Price / Graham Number

Description

Price/Graham expresses the relationship between market price and the Graham Number as a simple ratio. It transforms Graham's absolute fair value into a relative metric that can be compared across companies.

A Price/Graham below 1.0 means the stock passes Graham's combined P/E and P/B test. A ratio of 0.7, for example, means the stock trades at 70% of Graham's estimated fair value - a 30% margin of safety by Graham's standards.

This metric makes it easy to rank and screen large universes of stocks by their distance from Graham's fair value threshold. It is a direct operationalization of the defensive investor criteria from "The Intelligent Investor."

How ValueMarkers Calculates It

ValueMarkers divides the current price by the Graham Number (sqrt of 22.5 x EPS x BVPS). Not calculated when Graham Number is zero or undefined.

Interpretation

Lower Price/Graham is better. Below 1.0 passes Graham's test; below 0.7 indicates a substantial margin of safety.

Price/Graham compresses two valuation checks (P/E < 15 and P/B < 1.5) into one number. Stocks with very low Price/Graham ratios tend to be asset-heavy, mature businesses with moderate earnings.

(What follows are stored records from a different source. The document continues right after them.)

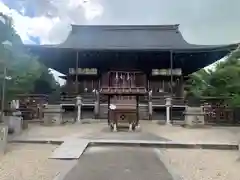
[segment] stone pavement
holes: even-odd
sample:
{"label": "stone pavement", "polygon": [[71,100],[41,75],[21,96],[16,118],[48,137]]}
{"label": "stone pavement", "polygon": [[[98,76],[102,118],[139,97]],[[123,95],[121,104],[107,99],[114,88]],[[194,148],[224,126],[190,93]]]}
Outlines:
{"label": "stone pavement", "polygon": [[[29,129],[14,139],[68,139],[82,137],[88,139],[118,139],[121,132],[107,132],[106,123],[66,124],[63,126],[45,127],[30,125]],[[121,137],[131,140],[172,140],[176,142],[195,143],[239,143],[240,127],[208,127],[202,129],[186,129],[180,126],[158,125],[154,122],[141,121],[141,135],[136,132],[130,136]],[[109,136],[110,134],[110,136]],[[118,135],[116,135],[118,134]],[[108,137],[107,137],[108,136]]]}
{"label": "stone pavement", "polygon": [[152,149],[90,148],[63,180],[173,180]]}

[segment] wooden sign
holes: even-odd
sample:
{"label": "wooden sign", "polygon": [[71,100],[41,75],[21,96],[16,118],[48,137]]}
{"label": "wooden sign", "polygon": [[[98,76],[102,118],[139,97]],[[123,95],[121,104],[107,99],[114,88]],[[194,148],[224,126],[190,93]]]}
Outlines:
{"label": "wooden sign", "polygon": [[[69,74],[76,74],[75,68],[69,68]],[[98,71],[96,68],[78,68],[77,74],[82,75],[97,75]]]}
{"label": "wooden sign", "polygon": [[171,69],[153,69],[152,70],[152,76],[158,76],[158,75],[171,76],[171,73],[174,76],[181,76],[182,69],[172,69],[172,71]]}

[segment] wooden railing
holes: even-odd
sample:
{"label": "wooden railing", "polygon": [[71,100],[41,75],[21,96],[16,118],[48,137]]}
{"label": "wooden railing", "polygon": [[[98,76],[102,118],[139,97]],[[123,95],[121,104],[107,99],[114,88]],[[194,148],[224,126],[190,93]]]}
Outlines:
{"label": "wooden railing", "polygon": [[102,87],[100,89],[102,94],[146,94],[145,87]]}

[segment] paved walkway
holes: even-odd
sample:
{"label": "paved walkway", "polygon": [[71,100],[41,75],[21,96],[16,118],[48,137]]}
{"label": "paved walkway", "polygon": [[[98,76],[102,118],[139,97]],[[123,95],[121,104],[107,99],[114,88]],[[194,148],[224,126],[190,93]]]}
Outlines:
{"label": "paved walkway", "polygon": [[153,150],[91,148],[64,180],[173,180]]}
{"label": "paved walkway", "polygon": [[[121,138],[131,140],[172,140],[176,142],[195,143],[239,143],[240,127],[208,127],[203,129],[186,129],[180,126],[158,125],[153,122],[141,122],[141,135],[132,133]],[[68,139],[82,137],[90,139],[116,139],[120,132],[107,131],[106,123],[67,124],[63,126],[44,127],[30,125],[18,139]],[[110,136],[109,136],[110,134]],[[108,137],[107,137],[108,136]]]}

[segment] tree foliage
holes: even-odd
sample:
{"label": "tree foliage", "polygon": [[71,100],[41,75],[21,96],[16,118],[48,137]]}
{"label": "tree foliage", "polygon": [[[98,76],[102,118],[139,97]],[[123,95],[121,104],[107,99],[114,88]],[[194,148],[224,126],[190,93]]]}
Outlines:
{"label": "tree foliage", "polygon": [[[0,14],[0,18],[0,85],[4,67],[7,67],[7,76],[11,77],[6,84],[7,98],[13,99],[17,94],[52,93],[59,86],[53,75],[37,57],[26,52],[11,18],[4,14]],[[5,41],[11,42],[12,46],[4,46]]]}
{"label": "tree foliage", "polygon": [[201,69],[190,75],[188,94],[227,99],[232,106],[240,106],[240,49],[233,51],[214,70]]}

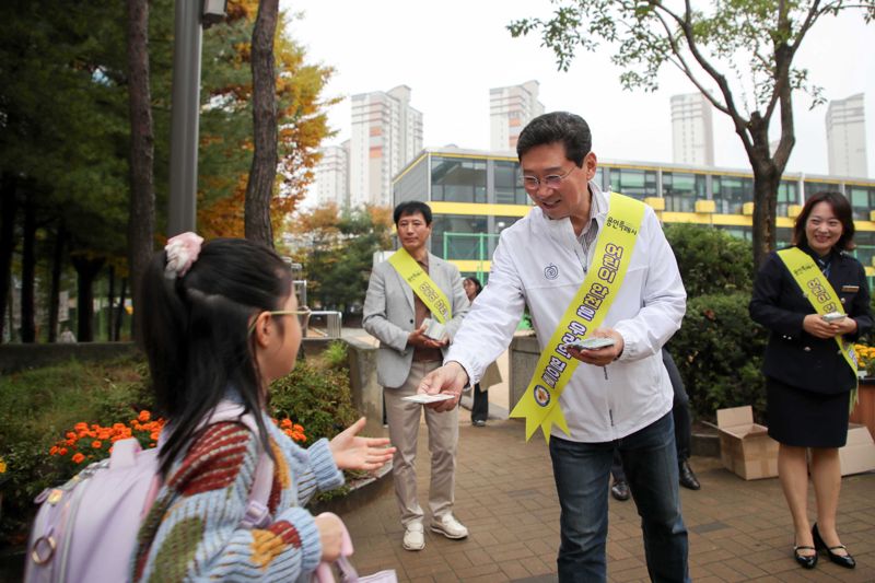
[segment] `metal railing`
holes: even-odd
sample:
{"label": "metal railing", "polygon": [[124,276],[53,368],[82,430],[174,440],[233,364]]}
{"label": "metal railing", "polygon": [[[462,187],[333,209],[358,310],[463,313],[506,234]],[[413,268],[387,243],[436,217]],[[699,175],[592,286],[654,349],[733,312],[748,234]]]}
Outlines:
{"label": "metal railing", "polygon": [[340,312],[311,312],[305,335],[322,338],[340,338],[343,314]]}

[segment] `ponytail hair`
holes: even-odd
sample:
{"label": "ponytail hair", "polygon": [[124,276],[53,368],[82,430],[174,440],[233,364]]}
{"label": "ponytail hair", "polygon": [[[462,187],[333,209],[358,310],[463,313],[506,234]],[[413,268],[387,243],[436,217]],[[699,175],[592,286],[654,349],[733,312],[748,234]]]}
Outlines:
{"label": "ponytail hair", "polygon": [[162,474],[229,389],[242,398],[246,412],[256,412],[261,443],[272,456],[258,415],[266,395],[249,322],[259,312],[279,310],[289,298],[289,266],[272,249],[243,238],[207,243],[182,277],[165,277],[166,264],[165,252],[152,257],[137,310],[155,408],[168,420],[168,439],[159,452]]}

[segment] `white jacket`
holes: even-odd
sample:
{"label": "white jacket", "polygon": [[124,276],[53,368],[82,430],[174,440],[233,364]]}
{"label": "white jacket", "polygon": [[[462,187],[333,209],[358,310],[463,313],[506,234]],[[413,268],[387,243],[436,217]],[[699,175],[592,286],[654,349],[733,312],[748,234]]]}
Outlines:
{"label": "white jacket", "polygon": [[[608,199],[594,183],[599,234]],[[474,384],[510,343],[528,304],[544,350],[583,283],[595,243],[584,257],[570,219],[553,221],[539,208],[501,233],[489,283],[462,323],[444,362],[456,361]],[[622,287],[602,327],[623,338],[622,355],[607,366],[580,363],[559,399],[576,442],[625,438],[672,410],[673,390],[660,349],[680,327],[687,293],[675,255],[648,207]],[[528,381],[528,380],[526,380]]]}

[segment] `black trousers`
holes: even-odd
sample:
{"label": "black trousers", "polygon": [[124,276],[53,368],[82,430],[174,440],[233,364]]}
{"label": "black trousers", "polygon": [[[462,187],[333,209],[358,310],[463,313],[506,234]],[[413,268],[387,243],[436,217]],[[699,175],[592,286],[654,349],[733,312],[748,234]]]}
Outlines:
{"label": "black trousers", "polygon": [[480,389],[480,383],[474,385],[474,404],[471,421],[486,421],[489,418],[489,393]]}

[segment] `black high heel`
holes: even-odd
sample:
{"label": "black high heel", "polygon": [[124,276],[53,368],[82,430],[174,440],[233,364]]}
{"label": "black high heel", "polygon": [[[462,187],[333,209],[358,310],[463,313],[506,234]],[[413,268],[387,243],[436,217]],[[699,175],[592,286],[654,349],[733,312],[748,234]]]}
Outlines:
{"label": "black high heel", "polygon": [[[814,555],[800,555],[801,550],[813,550],[815,552]],[[807,545],[796,545],[793,547],[793,558],[804,569],[814,569],[814,565],[817,564],[817,549]]]}
{"label": "black high heel", "polygon": [[[824,539],[820,537],[820,533],[817,530],[817,523],[815,523],[815,525],[812,527],[812,538],[814,538],[814,548],[817,550],[826,550],[830,561],[838,565],[844,567],[845,569],[853,569],[856,567],[856,561],[853,557],[851,557],[851,553],[848,552],[848,548],[844,545],[827,547],[827,544],[824,543]],[[848,555],[836,555],[832,552],[835,549],[844,549]]]}

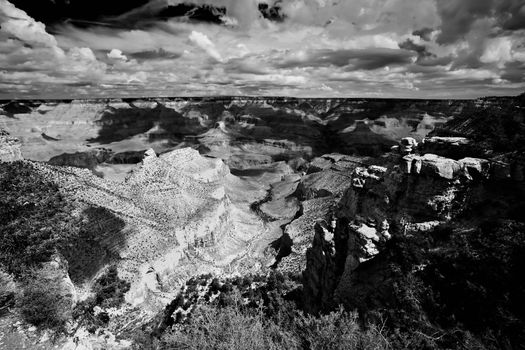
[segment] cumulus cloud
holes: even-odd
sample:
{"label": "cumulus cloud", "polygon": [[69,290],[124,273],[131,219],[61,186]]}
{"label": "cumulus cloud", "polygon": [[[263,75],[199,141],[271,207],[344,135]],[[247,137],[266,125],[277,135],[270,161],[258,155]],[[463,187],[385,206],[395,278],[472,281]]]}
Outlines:
{"label": "cumulus cloud", "polygon": [[120,61],[127,61],[128,58],[126,55],[122,54],[122,51],[119,49],[112,49],[108,54],[108,58],[111,58],[113,60],[120,60]]}
{"label": "cumulus cloud", "polygon": [[192,43],[203,49],[211,58],[218,62],[222,61],[221,54],[217,51],[215,44],[206,36],[206,34],[192,31],[188,38]]}
{"label": "cumulus cloud", "polygon": [[0,0],[0,26],[8,34],[22,42],[46,47],[56,47],[55,38],[46,32],[46,26],[29,17],[7,0]]}
{"label": "cumulus cloud", "polygon": [[315,50],[299,52],[278,64],[281,68],[336,66],[347,69],[373,70],[412,62],[413,55],[406,50],[385,48]]}
{"label": "cumulus cloud", "polygon": [[0,94],[470,97],[525,83],[520,0],[190,2],[213,21],[141,0],[78,27],[0,0]]}

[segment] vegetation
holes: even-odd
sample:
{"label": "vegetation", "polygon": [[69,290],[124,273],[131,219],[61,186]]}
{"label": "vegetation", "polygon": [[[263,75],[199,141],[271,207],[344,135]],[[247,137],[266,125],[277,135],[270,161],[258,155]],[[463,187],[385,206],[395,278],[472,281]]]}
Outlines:
{"label": "vegetation", "polygon": [[55,184],[26,162],[0,167],[0,264],[21,277],[49,261],[64,237],[76,235],[71,206]]}
{"label": "vegetation", "polygon": [[[293,313],[293,317],[286,313]],[[281,310],[268,317],[263,307],[218,304],[196,309],[161,341],[162,349],[388,349],[380,330],[362,330],[355,314],[343,310],[321,317]]]}
{"label": "vegetation", "polygon": [[356,271],[366,285],[381,266],[381,284],[348,291],[346,303],[372,322],[381,314],[396,349],[518,349],[524,257],[525,224],[513,221],[396,238]]}
{"label": "vegetation", "polygon": [[28,273],[17,299],[25,321],[40,328],[65,329],[71,316],[72,298],[67,294],[63,278],[60,270],[49,266]]}
{"label": "vegetation", "polygon": [[96,306],[105,308],[118,307],[124,302],[124,294],[130,284],[118,277],[115,266],[110,266],[93,284],[94,295],[79,302],[73,310],[73,318],[94,333],[97,328],[109,322],[109,315],[102,311],[95,315]]}
{"label": "vegetation", "polygon": [[0,269],[0,315],[12,305],[15,293],[16,285],[13,277]]}
{"label": "vegetation", "polygon": [[[0,308],[15,298],[12,283],[7,283],[14,276],[21,287],[16,296],[21,315],[39,328],[64,330],[72,316],[66,272],[74,281],[90,278],[113,258],[101,238],[121,238],[124,223],[106,209],[88,207],[78,215],[73,209],[31,163],[0,167],[0,267],[6,270],[0,271]],[[54,256],[68,263],[52,268]],[[79,310],[92,316],[94,306],[120,305],[127,290],[129,284],[118,278],[116,268],[109,268],[96,280],[95,296],[76,308],[76,316]]]}

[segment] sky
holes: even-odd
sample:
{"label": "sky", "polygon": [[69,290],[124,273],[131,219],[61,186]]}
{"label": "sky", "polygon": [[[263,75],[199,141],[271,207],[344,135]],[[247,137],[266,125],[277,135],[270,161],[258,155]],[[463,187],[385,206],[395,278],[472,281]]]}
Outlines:
{"label": "sky", "polygon": [[0,0],[0,99],[525,91],[525,0]]}

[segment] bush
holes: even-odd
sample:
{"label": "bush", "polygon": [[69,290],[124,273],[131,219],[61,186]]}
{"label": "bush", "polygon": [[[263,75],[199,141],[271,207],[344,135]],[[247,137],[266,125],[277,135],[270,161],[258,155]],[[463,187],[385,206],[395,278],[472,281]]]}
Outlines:
{"label": "bush", "polygon": [[46,267],[31,271],[24,279],[17,304],[26,322],[63,331],[70,318],[72,298],[65,292],[61,271]]}
{"label": "bush", "polygon": [[117,307],[124,302],[124,294],[129,290],[129,282],[118,277],[115,266],[100,276],[93,285],[95,305],[103,308]]}
{"label": "bush", "polygon": [[0,314],[11,305],[15,292],[16,285],[13,276],[0,269]]}
{"label": "bush", "polygon": [[[283,308],[268,317],[264,308],[249,308],[233,293],[231,303],[198,307],[187,323],[162,338],[163,349],[388,349],[376,327],[363,330],[353,313],[338,310],[321,317]],[[292,304],[287,304],[290,307]],[[292,317],[290,317],[290,315]]]}
{"label": "bush", "polygon": [[0,167],[0,264],[16,277],[49,260],[59,237],[74,234],[70,206],[26,162]]}

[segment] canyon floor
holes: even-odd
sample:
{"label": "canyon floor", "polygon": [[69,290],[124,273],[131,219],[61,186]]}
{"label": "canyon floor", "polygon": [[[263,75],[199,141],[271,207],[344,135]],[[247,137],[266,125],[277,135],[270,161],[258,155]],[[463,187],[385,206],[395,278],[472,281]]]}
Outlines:
{"label": "canyon floor", "polygon": [[[443,225],[475,231],[489,217],[521,222],[523,108],[523,95],[5,101],[0,160],[56,186],[80,222],[75,243],[49,258],[73,304],[108,266],[129,283],[111,337],[78,323],[56,346],[116,349],[131,346],[126,327],[166,314],[203,275],[298,276],[313,314],[388,309],[397,275],[385,269],[400,249],[391,242]],[[15,309],[5,317],[20,319]],[[4,321],[3,344],[29,334]]]}

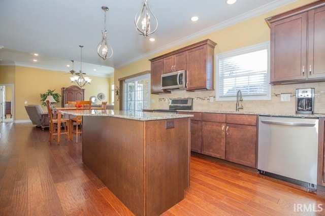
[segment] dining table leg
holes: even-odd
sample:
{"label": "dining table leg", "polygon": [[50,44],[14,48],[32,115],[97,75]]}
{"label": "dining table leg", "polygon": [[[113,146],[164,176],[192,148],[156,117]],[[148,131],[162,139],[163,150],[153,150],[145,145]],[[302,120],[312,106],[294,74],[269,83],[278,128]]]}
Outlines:
{"label": "dining table leg", "polygon": [[61,111],[57,110],[57,145],[60,145],[60,133],[61,132]]}

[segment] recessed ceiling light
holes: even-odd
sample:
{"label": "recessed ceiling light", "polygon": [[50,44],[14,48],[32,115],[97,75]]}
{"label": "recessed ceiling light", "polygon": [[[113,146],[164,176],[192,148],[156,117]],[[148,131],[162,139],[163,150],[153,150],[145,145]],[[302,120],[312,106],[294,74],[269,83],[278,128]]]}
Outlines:
{"label": "recessed ceiling light", "polygon": [[236,2],[236,0],[226,0],[226,2],[228,5],[232,5]]}
{"label": "recessed ceiling light", "polygon": [[194,16],[191,17],[191,20],[192,20],[193,22],[197,21],[198,21],[198,20],[199,20],[199,17],[196,16]]}

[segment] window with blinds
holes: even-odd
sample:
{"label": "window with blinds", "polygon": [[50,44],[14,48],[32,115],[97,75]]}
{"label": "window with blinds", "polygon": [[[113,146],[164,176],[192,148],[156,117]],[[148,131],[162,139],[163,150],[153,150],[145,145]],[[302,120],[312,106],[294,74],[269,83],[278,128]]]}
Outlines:
{"label": "window with blinds", "polygon": [[270,100],[269,45],[263,43],[217,56],[217,100]]}
{"label": "window with blinds", "polygon": [[142,111],[150,109],[150,74],[125,80],[125,110]]}

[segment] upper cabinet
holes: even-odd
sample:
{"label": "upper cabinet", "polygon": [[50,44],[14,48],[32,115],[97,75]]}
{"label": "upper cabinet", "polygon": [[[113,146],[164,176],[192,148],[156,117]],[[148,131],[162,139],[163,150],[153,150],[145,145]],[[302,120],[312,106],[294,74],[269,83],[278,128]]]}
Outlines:
{"label": "upper cabinet", "polygon": [[187,91],[213,90],[216,44],[208,39],[149,59],[151,62],[151,93],[167,92],[161,89],[162,74],[182,69],[187,72]]}
{"label": "upper cabinet", "polygon": [[325,81],[325,1],[266,19],[271,28],[271,83]]}
{"label": "upper cabinet", "polygon": [[151,94],[164,93],[161,90],[161,75],[164,73],[164,59],[151,61]]}
{"label": "upper cabinet", "polygon": [[164,58],[164,73],[186,69],[186,52],[172,55]]}

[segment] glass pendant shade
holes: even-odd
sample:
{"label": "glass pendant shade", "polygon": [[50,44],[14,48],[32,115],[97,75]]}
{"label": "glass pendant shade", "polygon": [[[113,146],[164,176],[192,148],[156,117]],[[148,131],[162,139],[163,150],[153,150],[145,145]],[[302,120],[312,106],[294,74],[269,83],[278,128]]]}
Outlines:
{"label": "glass pendant shade", "polygon": [[91,82],[91,79],[87,77],[83,77],[82,72],[82,48],[83,46],[80,45],[80,70],[79,70],[79,74],[76,73],[75,75],[70,77],[70,80],[71,83],[73,83],[78,86],[82,88],[84,86],[87,84],[90,84]]}
{"label": "glass pendant shade", "polygon": [[103,39],[97,46],[97,53],[104,60],[109,58],[113,56],[113,49],[111,45],[107,43],[107,31],[102,31]]}
{"label": "glass pendant shade", "polygon": [[107,31],[106,30],[106,11],[108,11],[109,8],[106,6],[102,7],[102,10],[104,11],[104,29],[102,30],[102,41],[97,46],[97,53],[103,60],[109,58],[113,56],[113,49],[107,42]]}
{"label": "glass pendant shade", "polygon": [[[136,29],[139,34],[142,34],[145,38],[153,33],[158,28],[158,20],[151,11],[149,6],[149,0],[143,0],[143,5],[140,11],[136,14],[135,24]],[[153,19],[151,19],[151,17]],[[154,25],[151,28],[151,25]],[[151,31],[151,29],[153,30]]]}

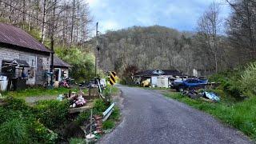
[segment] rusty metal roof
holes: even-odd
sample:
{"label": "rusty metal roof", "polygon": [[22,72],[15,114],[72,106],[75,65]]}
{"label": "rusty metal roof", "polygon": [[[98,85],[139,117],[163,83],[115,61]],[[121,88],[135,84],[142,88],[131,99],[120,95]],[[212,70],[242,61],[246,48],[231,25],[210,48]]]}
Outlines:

This metric inherits all the limitations of the Graham Number. It is most appropriate for traditional industries with tangible assets and stable earnings, not for high-growth or asset-light businesses.

Industry Context

Financials, industrials, and utilities most commonly produce Price/Graham ratios below 1.0. These sectors have the tangible assets and stable earnings Graham's formula rewards.

Technology and healthcare sectors will rarely show Price/Graham below 1.0. This reflects their asset-light models, not necessarily overvaluation.

Emerging markets and value-oriented geographies (Japan, South Korea) tend to have more stocks trading below their Graham Number than the US market.

Log in to screen for Price-to-Graham Number (Price/Graham)

Further Reading

FAQ

How is Price/Graham different from Graham Number?+
Graham Number is an absolute dollar value (fair price). Price/Graham is a ratio showing how far the current price is from that fair value. Price/Graham below 1.0 means the stock is below Graham's threshold.
Should I only buy stocks with Price/Graham below 1.0?+
Graham's criteria are deliberately conservative and will exclude many excellent businesses. Use Price/Graham as one filter among several, not as a standalone buy rule.